Témoignages émus des camarades
Ambroise Bayakissa, secrétaire à la communication de la fédération, a salué un responsable « loyal, calme et pointilleux » dont les recommandations, même dictées depuis un lit d’hôpital, continuaient d’orienter les séances hebdomadaires du comité.
Jean Théophile Ilobakima, chargé de la mobilisation, a rappelé leurs années de clandestinité : « Parler peu, faire beaucoup, telle était sa devise. » Pour lui, Loandjili perd un pilier et Pointe-Noire un artisan de la cohésion interne.
Les membres du comité central présents ont unanimement souligné sa capacité à associer la base aux décisions, pratique aujourd’hui recommandée dans les manuels de formation du parti pour renforcer la démocratie interne.
Le regard attentif du Premier ministre
Anatole Collinet Makosso, premier ministre, a lui-même pris la parole, visiblement affecté. Il a rappelé combien la vigilance de son conseiller technique l’aidait à suivre les préoccupations des collectivités locales, condition essentielle du développement national.
« L’État vient de perdre un serviteur loyal et rigoureux », a reconnu le chef du gouvernement, promettant que les chantiers évoqués par le défunt dans ses notes seront poursuivis avec la même exigence de résultats.
Après le dépôt de la gerbe officielle, le Premier ministre a longuement serré les mains de la famille, affirmant que le souvenir de Davez Eloko guidera le dialogue permanent entre l’exécutif et les élus de Loandjili.

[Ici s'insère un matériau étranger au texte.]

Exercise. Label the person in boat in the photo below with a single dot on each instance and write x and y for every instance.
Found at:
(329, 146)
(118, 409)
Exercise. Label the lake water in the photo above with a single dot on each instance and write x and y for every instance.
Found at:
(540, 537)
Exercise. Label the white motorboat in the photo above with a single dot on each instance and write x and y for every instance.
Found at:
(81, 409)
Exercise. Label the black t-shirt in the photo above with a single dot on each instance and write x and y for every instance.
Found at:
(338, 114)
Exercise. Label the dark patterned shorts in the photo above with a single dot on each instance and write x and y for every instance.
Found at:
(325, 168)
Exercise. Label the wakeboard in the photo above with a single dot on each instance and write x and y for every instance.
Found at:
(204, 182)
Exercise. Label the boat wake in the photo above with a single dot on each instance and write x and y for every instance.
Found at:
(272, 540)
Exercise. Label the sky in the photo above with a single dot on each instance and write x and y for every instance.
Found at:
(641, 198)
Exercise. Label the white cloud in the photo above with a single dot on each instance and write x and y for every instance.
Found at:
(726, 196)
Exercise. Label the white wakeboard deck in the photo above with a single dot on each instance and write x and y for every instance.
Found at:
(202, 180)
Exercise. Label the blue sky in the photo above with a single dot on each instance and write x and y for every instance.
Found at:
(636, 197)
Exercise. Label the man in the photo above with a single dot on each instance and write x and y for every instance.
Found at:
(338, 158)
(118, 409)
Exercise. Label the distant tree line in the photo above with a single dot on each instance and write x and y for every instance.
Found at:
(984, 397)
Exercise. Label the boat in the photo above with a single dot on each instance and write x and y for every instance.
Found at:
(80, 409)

Héritage politique et leçon de loyauté
Sur fond de chants révolutionnaires, la dépouille a quitté le siège sous les applaudissements, direction Pointe-Noire où d’autres hommages populaires sont prévus avant l’inhumation dans le cercle familial.
Pour les jeunes militants présents, la trajectoire du disparu illustre l’idée qu’un engagement patient et discipliné peut ouvrir la voie à des responsabilités nationales, même dans les périodes les plus difficiles.

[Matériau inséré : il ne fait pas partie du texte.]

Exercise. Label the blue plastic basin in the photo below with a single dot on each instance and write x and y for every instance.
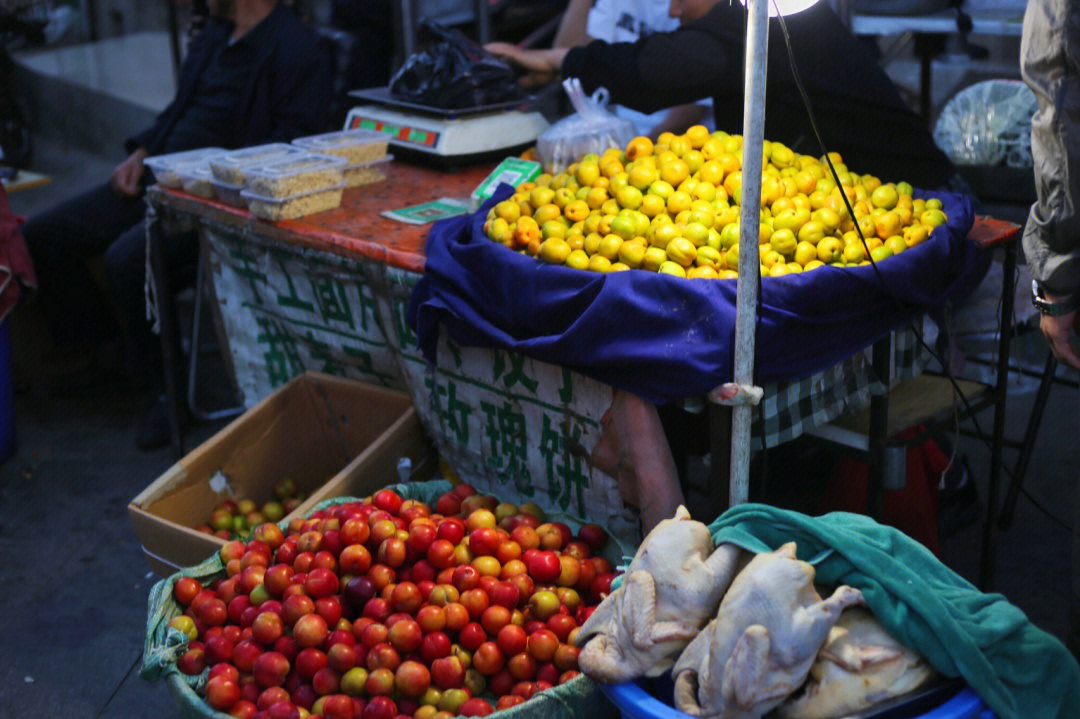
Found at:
(635, 702)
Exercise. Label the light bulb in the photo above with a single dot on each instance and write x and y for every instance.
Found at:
(787, 7)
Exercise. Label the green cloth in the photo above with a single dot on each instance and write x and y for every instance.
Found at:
(1020, 670)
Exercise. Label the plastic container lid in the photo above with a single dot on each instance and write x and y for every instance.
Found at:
(369, 163)
(296, 176)
(341, 141)
(283, 207)
(230, 168)
(164, 165)
(259, 197)
(196, 179)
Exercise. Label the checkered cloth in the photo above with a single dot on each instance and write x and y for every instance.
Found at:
(793, 407)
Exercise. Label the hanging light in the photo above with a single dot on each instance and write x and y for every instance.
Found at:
(787, 7)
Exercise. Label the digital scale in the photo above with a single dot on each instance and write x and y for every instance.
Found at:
(446, 137)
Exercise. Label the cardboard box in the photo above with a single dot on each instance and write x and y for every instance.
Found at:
(333, 436)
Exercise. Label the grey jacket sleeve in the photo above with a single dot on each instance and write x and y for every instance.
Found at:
(1050, 63)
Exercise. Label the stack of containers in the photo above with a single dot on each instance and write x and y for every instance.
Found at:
(186, 171)
(364, 150)
(229, 171)
(295, 187)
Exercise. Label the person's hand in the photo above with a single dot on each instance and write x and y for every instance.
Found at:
(1058, 330)
(125, 178)
(541, 66)
(633, 449)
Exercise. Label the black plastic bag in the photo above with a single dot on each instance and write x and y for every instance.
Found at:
(454, 73)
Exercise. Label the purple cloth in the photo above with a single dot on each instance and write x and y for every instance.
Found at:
(666, 338)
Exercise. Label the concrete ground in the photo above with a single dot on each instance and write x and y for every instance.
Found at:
(73, 611)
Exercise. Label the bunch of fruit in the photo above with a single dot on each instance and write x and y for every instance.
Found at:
(233, 518)
(391, 609)
(675, 207)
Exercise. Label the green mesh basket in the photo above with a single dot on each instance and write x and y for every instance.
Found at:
(163, 646)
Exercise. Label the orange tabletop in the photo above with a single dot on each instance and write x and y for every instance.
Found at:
(355, 229)
(358, 230)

Le secrétariat général du PCT a annoncé la création prochaine d’un prix interne Davez Eloko Ebouka qui récompensera chaque année un cadre ayant fait preuve d’exemplarité, perpétuant ainsi la mémoire de l’homme et son sens du devoir.
Perspectives pour la fédération de Pointe-Noire
Le premier secrétaire fédéral de Pointe-Noire a profité de la cérémonie pour annoncer un programme de renforcement des cellules de quartier, inspiré des méthodes de terrain éprouvées par le défunt, visant notamment à mieux intégrer les associations de jeunes et de femmes.
Un message d’unité nationale
Dans son allocution finale, Pierre Moussa a insisté sur l’importance de transformer la douleur en énergie constructive, invitant chaque militant à renforcer les ponts entre Brazzaville et les départements, conformément à la vision de solidarité prônée par le chef de l’État.
Le secrétariat a, en outre, remercié les délégations de la diaspora pour leur présence et leurs messages, soulignant que l’engagement d’Ebouka transcende les frontières et peut servir de modèle aux Congolais installés à l’étranger.
Derniers hommages et suite des cérémonies
Selon le programme officiel, une veillée ouverte au public se tiendra au gymnase de Loandjili, suivie d’une messe en la cathédrale Saint-Pierre-Claver. Les autorités locales annoncent un moment de recueillement civique pour permettre aux habitants d’exprimer leur gratitude.